Tag Archives: Google Fusion Tables

Lessons from a Google Fusion Table Graph

Armed with new and improved service record data, last night I set out to create a new network graph in Gephi, to see whether just new data would help to mitigate some of last time’s problems.

To be frank, Gephi beat me. My graph is so small, and my screen is so small, and the zoom function in the graph window is so bad (at least, I couldn’t figure it out) that I couldn’t really see my graph in order to draw any conclusions. All my data imported correctly, though, so I knew there was hope.

I turned instead to Google Fusion Tables, an experimental data visualization app from Google. Unfortunately, it appears that the data tables work completely differently from Gephi’s, so I did have to do some reformatting. (This isn’t a huge problem for a graph with only 34 edges, but it would be a pain for something bigger.)

Google Fusion Tables

For this small network graph, Google Fusion Tables seemed to have worked out very well. The graph itself is clear and easily readable, and it’s a relatively simple proposition to remove nodes and see what happens. Fewer options for manipulating the data mean that the graph renders quickly. It’s also nice to be able to hover over a node and see the attached edges highlighted.

Google Fusion Tables does do a few annoying things, which may be able to be disabled. It would be nice if the nodes were able to be moved to a specific location for ease of reading (as is, you can pull a node to a general area, but it won’t stay exactly where you put it). Also, it would be nice if the graph would hold still! It seems like some element of the graph is always moving all the time.

More options for edges would be helpful too. I’d like to be able to see the edge labels that are in my chart, and I’d also like to be able to click on an edge for more data, just like you can see the highlighted edges when you hover over a node.

Observations about the Graph

I’ve been doing some reading up about social network graphs in this book. But this network I’ve created is not actually a social network: there are not any connections that can accurately be predicted by network theory. Why? Because this set of data is about concurrent service, not something that the men themselves control (for the most part).

So how then is this helpful?

First, even though new connections cannot be posited, the graph does show the high degree of connectedness between some of the officers. Thomas Macdonough, for instance, has multiple connections to many people. The same is true for David Porter. Macdonough and Porter have some shared connections, but they also have some unique connections. Hopefully, seeing the connected officers through the eyes of Porter and Macdonough may yield information about them.
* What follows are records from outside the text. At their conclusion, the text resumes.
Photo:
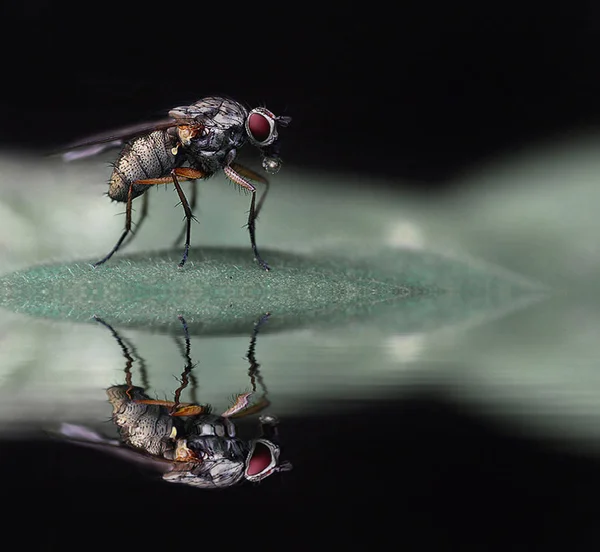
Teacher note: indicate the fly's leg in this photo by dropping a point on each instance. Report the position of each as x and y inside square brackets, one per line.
[176, 407]
[185, 173]
[238, 174]
[125, 232]
[143, 215]
[241, 406]
[193, 202]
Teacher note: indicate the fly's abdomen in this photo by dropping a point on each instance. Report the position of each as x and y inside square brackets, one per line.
[147, 427]
[148, 156]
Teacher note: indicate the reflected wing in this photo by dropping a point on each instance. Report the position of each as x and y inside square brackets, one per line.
[86, 437]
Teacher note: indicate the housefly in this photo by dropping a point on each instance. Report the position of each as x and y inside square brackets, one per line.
[187, 442]
[194, 142]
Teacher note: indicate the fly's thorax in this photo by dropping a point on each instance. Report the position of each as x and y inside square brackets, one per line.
[148, 156]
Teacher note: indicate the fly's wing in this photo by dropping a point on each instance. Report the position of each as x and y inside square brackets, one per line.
[103, 141]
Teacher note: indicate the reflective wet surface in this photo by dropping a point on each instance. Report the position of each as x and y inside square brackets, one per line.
[465, 415]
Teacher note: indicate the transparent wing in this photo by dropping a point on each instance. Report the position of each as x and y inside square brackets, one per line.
[92, 145]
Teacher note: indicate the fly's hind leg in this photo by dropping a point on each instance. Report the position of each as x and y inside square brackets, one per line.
[125, 232]
[138, 224]
[193, 202]
[183, 173]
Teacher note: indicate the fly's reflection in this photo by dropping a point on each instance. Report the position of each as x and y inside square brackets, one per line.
[187, 442]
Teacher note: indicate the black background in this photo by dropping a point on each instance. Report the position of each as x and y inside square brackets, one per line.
[421, 90]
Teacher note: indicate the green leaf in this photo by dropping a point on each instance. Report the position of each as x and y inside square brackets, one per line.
[224, 291]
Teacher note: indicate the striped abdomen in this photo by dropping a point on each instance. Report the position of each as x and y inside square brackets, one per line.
[147, 156]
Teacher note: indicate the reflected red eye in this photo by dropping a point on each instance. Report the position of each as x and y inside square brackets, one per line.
[259, 126]
[260, 461]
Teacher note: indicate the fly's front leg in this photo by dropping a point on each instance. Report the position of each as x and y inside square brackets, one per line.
[125, 232]
[234, 173]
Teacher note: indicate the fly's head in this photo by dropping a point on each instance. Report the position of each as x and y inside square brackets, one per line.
[262, 130]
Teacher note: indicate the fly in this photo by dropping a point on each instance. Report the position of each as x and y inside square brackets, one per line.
[194, 142]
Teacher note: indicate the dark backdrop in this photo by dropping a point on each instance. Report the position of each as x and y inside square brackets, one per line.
[419, 90]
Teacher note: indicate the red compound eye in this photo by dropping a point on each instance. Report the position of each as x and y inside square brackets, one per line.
[259, 126]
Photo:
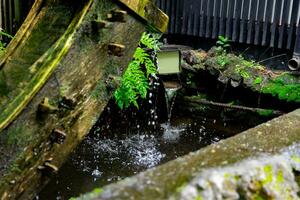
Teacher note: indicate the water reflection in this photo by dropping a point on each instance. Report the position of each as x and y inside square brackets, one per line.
[101, 160]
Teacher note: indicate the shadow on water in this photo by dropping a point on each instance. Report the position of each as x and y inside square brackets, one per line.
[125, 143]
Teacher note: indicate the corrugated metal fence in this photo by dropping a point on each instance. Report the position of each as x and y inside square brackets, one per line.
[271, 23]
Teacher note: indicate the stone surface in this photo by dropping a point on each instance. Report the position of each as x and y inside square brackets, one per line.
[259, 161]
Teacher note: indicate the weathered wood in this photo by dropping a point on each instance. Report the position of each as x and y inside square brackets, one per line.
[149, 12]
[230, 106]
[167, 181]
[70, 70]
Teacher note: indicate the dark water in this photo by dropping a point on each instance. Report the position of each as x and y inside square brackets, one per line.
[102, 160]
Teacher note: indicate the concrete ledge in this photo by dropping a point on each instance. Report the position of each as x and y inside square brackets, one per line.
[175, 179]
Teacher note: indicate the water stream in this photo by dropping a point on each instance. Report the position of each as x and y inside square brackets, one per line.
[114, 151]
[100, 160]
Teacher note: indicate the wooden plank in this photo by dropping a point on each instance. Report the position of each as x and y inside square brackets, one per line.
[149, 12]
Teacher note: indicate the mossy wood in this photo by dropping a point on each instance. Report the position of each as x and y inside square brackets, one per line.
[239, 72]
[53, 85]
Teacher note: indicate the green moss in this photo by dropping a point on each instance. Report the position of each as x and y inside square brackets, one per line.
[18, 136]
[295, 158]
[94, 194]
[265, 113]
[199, 198]
[268, 170]
[180, 188]
[288, 92]
[258, 80]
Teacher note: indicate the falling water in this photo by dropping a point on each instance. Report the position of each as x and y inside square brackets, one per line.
[170, 94]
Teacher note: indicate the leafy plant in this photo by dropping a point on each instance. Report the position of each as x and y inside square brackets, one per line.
[3, 44]
[223, 60]
[223, 42]
[258, 80]
[135, 81]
Second, once I do get the social networks mapped out, it will be interesting to compare the two graphs, seeing whether the connections established shipboard continue into correspondence. It seems unlikely that officers would write directly to each other without previous personal connections, and concurrent service seems the most likely place for that connection to have occurred.

The comparison will be a little tricky, because it will involve networks that evolve over time. In order to create these networks, I’ll probably have to move back over to Gephi. Maybe by then I’ll have figured it out a little more.

Mapping the service of just the Preble’s Boys connections to each other shows only an incomplete picture of their records. So the next step will be to add in connections to other officers, especially highly prominent officers such as Thomas Truxtun and John Rodgers. After that, mapping out squadron service will be the next step in establishing these formal connections.

 

The question I’ve been asked before about this sort of network is: how is this more helpful than a spreadsheet? The value here is how easy it is to remove nodes and see the resulting changes in the network. You can’t really do that with a spreadsheet. As the networks get more complex, and they have to change over time, visualization is going to be much more helpful than a spreadsheet.

 

As always, I’d welcome any insights on my network thoughts!